Yes, there is likely only room for one, or perhaps two, local all-news stations, and maybe two or three talk stations in most markets; so what should others do?
Focus on finding personalities and properly compensate them to stay for a career in radio. What used to be radio’s minor league team of personalities in small markets — especially for music stations — has nearly vanished. We all know the reasons; so we have to dedicate ourselves to correcting the situation.
Groups should allocate resources in personality development, starting with kids right out of college or master’s programs. There are still a number of well-known consultants for hire who are amazing at personality development.
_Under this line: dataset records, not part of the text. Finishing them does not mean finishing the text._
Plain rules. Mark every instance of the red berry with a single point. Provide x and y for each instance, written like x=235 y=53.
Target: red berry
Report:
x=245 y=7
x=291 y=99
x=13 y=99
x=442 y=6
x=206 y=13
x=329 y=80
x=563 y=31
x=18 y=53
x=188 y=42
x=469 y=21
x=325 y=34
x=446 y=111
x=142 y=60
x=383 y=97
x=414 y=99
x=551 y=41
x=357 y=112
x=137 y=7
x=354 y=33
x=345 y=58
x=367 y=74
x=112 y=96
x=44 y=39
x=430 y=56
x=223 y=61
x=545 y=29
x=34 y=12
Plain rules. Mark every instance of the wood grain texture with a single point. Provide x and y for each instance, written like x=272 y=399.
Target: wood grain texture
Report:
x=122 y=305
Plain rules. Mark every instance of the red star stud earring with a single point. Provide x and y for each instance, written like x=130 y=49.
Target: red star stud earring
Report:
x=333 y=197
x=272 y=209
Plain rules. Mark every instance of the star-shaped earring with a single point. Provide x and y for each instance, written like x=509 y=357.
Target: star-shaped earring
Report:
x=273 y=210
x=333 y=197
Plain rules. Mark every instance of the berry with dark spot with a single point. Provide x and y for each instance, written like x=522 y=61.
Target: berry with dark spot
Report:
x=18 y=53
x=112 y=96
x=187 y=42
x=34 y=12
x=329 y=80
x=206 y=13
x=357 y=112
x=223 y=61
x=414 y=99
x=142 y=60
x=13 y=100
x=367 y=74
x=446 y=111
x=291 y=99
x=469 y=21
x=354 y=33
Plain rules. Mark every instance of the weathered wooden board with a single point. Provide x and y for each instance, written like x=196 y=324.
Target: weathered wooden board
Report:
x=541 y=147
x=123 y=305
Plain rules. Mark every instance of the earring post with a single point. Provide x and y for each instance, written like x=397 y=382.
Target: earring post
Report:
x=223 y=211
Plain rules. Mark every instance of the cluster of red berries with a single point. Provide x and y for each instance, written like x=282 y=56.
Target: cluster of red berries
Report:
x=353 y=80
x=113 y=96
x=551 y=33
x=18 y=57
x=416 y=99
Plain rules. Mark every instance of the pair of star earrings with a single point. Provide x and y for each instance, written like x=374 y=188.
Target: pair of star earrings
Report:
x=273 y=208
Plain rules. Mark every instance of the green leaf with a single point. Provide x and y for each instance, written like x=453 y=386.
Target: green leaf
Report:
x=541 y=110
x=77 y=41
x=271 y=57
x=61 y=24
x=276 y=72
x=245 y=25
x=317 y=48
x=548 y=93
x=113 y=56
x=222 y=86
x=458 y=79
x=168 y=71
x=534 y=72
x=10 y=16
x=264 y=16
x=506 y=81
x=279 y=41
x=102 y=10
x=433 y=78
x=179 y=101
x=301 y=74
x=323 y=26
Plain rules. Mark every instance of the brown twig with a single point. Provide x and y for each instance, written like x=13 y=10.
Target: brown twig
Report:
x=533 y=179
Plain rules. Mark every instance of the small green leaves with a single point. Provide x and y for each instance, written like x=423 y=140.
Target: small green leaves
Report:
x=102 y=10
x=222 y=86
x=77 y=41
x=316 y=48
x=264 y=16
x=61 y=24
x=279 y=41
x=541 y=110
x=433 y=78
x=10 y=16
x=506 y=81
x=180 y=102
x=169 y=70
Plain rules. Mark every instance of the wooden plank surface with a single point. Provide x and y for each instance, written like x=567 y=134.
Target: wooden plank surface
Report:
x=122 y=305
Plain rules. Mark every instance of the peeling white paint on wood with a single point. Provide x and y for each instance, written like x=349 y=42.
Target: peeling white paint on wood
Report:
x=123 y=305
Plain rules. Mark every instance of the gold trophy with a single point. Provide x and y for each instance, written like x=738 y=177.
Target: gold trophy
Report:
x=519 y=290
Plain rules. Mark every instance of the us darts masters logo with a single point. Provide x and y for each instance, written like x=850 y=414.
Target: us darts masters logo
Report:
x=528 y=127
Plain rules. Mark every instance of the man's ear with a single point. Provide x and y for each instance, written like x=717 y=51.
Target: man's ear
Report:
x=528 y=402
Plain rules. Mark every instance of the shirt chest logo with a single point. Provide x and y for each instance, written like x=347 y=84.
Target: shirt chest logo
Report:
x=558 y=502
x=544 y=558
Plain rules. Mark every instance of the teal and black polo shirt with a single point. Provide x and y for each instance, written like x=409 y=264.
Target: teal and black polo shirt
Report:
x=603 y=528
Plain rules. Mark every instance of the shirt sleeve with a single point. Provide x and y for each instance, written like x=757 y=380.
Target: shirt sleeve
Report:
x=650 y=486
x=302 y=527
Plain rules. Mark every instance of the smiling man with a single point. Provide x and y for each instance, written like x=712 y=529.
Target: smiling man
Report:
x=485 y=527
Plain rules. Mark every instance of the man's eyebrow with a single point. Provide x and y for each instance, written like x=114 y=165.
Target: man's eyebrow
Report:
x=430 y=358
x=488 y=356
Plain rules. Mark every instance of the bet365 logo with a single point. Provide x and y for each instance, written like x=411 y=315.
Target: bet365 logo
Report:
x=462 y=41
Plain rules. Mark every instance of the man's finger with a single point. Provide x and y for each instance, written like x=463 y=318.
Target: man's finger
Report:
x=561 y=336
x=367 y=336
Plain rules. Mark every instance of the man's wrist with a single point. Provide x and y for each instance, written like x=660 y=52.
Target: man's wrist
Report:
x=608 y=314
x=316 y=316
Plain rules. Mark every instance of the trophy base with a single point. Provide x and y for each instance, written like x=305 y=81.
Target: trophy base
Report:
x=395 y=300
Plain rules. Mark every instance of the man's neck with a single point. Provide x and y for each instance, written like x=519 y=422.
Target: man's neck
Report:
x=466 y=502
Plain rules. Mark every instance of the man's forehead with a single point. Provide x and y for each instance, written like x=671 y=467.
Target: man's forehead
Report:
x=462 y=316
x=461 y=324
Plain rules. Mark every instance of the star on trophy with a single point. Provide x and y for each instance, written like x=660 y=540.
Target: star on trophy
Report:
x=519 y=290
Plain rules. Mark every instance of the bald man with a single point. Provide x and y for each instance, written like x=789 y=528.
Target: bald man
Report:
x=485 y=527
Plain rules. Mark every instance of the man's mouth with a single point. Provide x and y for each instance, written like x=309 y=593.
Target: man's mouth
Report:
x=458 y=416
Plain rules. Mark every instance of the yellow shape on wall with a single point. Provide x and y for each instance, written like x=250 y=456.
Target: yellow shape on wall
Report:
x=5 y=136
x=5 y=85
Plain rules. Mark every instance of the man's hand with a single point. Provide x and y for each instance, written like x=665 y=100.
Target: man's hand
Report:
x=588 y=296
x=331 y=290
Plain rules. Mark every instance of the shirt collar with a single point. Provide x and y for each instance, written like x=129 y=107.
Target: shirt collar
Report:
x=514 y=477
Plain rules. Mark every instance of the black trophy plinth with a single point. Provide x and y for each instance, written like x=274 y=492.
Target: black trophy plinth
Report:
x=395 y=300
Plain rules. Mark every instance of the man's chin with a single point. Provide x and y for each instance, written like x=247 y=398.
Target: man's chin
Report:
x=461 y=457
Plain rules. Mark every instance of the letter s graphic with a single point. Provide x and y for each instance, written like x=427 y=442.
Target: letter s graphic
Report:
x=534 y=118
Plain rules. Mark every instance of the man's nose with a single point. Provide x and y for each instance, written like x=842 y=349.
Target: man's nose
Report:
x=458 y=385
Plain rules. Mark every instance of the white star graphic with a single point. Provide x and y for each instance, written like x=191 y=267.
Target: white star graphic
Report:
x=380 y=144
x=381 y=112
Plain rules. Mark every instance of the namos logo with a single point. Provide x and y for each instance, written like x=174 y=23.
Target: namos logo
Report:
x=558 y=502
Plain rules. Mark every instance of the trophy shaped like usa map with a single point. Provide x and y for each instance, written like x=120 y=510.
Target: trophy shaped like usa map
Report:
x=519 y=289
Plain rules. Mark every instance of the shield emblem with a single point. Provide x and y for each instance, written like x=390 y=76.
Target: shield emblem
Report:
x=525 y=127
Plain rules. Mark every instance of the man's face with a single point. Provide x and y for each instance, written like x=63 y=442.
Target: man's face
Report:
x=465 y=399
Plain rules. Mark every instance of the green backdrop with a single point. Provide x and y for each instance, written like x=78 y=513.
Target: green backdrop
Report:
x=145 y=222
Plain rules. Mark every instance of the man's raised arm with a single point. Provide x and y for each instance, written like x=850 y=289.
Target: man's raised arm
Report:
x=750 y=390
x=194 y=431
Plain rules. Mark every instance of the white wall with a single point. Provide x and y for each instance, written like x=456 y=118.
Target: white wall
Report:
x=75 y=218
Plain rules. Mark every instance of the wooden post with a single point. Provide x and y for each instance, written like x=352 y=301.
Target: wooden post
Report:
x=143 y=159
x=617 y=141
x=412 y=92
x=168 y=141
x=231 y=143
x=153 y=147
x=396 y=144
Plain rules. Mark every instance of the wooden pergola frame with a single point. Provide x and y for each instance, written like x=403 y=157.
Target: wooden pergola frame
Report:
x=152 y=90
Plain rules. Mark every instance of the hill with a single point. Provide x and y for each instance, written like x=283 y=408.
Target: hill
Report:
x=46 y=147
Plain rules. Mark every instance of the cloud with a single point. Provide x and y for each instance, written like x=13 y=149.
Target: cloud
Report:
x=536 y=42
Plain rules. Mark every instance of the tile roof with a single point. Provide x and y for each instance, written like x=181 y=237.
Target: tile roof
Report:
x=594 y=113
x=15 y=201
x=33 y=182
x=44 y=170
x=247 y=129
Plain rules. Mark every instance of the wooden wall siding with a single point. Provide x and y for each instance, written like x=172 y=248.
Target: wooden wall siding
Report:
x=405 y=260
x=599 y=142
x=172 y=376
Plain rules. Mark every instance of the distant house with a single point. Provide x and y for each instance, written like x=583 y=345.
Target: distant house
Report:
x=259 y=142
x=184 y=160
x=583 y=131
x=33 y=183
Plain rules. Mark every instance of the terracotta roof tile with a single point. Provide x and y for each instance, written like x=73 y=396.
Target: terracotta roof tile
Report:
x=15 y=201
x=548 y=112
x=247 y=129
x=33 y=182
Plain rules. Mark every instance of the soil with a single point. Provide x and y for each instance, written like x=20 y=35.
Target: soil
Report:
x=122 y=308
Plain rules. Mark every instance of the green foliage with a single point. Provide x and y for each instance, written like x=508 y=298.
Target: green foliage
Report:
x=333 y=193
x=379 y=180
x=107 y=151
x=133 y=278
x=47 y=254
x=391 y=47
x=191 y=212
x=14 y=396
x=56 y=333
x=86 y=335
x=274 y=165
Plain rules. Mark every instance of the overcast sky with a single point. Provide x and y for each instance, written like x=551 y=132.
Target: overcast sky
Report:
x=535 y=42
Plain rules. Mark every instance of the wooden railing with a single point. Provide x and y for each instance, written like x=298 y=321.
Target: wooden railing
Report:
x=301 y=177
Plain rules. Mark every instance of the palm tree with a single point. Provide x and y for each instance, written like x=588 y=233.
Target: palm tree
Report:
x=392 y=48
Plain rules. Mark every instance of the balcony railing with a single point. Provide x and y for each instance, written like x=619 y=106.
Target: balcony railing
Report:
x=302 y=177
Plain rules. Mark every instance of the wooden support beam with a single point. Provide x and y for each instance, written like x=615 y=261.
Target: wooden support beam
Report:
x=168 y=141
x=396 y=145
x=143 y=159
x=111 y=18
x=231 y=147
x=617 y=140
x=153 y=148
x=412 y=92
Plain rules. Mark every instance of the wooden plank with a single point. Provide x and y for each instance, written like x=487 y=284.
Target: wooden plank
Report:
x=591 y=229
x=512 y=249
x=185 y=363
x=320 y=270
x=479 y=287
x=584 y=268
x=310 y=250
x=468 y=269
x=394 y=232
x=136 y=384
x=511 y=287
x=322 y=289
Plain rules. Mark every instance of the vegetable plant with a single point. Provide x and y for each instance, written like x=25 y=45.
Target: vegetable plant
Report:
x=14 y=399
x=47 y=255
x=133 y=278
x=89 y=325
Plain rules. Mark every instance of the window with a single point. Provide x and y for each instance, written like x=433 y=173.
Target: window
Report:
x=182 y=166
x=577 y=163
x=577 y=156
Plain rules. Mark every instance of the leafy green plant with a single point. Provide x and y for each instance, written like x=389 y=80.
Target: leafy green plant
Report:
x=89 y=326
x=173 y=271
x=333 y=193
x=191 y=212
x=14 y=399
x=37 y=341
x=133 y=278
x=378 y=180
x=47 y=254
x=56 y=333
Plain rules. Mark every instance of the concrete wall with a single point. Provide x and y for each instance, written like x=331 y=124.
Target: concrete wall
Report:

Local focus brings ratings now and listener retention, whether they are listening on a 20th century radio or an iPad. Country and hit music stations, which seem to naturally gravitate toward local material, still and will always have hardcore fans who remember the names of their DJs, show up for local events (and at advertisers’ locations), become active participants in fundraising for charities, and take part in contests in big numbers.
This can be done with voice-tracking, but the talent has to know the market extremely well and have enough time to truly focus on that one station — which is impossible to do when voice-tracking several stations daily.
Don’t underestimate the power of emotion in captivating an audience. Prior to a show, does your talent stop to consider how to connect using the entire emotional spectrum? Laughter is terrific, but there is also plenty of opportunity for your station to connect with serious issues listeners care about and to engage them in the conversation on the air and online. This is an area where broadcast radio can continue to dominate.
I’m a technology geek; so, yes, I am a big fan of Pandora and other unique online streamers; but when the hurricane was coming to my area a few weeks ago, you can guess where I logged my listening hours. When the power finally did go out, I was reminded that few of us own a wind-up computer!